The title track Compass is a left turn for the singer-songwriter, as it not just includes congas but some really fluid guitar playing on a song that may be about a literal Compass that guides his way through life; or is it a ‘moral compass’? Perhaps we will all have a different interpretation. In it’s own way, this song reminds me of the great and underrated String Driven Thing, in concept and construction; and I know Norrie is also a fan of the late Chris Adams.

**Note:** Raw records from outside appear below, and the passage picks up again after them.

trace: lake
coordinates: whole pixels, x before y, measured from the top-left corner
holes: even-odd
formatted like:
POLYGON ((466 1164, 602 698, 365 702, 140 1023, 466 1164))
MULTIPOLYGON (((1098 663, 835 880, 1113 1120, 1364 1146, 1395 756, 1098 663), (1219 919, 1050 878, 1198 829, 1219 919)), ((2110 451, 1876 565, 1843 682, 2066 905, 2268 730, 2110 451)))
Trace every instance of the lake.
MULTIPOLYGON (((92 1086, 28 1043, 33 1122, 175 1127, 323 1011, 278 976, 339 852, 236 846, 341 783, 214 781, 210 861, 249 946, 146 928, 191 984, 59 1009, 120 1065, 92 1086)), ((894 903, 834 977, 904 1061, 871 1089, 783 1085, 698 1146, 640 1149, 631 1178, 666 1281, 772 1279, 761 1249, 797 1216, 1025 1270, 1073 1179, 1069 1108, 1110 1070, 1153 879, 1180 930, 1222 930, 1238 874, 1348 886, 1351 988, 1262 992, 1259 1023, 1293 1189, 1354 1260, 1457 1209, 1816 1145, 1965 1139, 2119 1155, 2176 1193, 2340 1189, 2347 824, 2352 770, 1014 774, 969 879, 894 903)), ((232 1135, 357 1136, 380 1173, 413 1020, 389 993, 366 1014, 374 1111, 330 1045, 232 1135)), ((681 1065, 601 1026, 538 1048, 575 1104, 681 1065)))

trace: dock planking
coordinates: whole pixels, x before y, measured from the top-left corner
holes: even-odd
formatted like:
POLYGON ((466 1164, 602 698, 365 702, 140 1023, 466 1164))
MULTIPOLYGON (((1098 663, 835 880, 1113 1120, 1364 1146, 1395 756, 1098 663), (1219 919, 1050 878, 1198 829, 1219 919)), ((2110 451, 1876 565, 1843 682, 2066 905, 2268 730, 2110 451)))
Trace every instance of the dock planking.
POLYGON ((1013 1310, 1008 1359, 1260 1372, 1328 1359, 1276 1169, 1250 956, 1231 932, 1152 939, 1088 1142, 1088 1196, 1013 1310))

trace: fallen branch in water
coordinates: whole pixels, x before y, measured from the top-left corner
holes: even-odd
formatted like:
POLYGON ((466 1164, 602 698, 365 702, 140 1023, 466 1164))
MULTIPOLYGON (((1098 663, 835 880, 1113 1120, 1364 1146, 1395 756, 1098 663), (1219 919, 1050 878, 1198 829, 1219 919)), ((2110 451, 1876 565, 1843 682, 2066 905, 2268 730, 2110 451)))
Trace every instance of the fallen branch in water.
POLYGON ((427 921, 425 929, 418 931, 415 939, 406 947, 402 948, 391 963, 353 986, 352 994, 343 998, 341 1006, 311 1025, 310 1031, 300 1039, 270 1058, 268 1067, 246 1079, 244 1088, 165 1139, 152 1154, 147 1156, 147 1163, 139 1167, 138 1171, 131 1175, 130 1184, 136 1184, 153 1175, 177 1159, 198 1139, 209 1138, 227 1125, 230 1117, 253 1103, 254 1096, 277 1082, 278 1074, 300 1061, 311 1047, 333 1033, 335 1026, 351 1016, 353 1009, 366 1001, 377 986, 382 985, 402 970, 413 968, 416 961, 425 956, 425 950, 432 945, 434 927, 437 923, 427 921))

On the accompanying piece of artwork Norrie included in my package, he describes his ‘work’ as ‘Folked Up Country’; and I only wish I’d though of that earlier; as it’s the perfect description for the three songs that close the album, She’s So Good, Simple Life and With You In My Life; which will all sit comfortably in the Folk Clubs of Britain, the downtown bars across Canada and the Honky-Tonks of Middle America; or basically where people gather to drink beer and listen to very good music.
Quite a few songs came under consideration for the title of Favourite Song at one time another; but from the first time I played Hollow Love a month ago to earlier today, I knew it was a very special song indeed. Like many other songs here, it has it’s roots in the work of famed Scottish songwriters like Jackie Leven, Donovan and Eddi Reader, but Guy Clark and John Prine too in the way McCulloch takes his and our emotions and rings the very life out of them.
It may have been hard work, physically and emotionally getting this album together ……. but it’s well worth it; and I have a feeling it could be a stepping stone to something special for this Son of Scotia.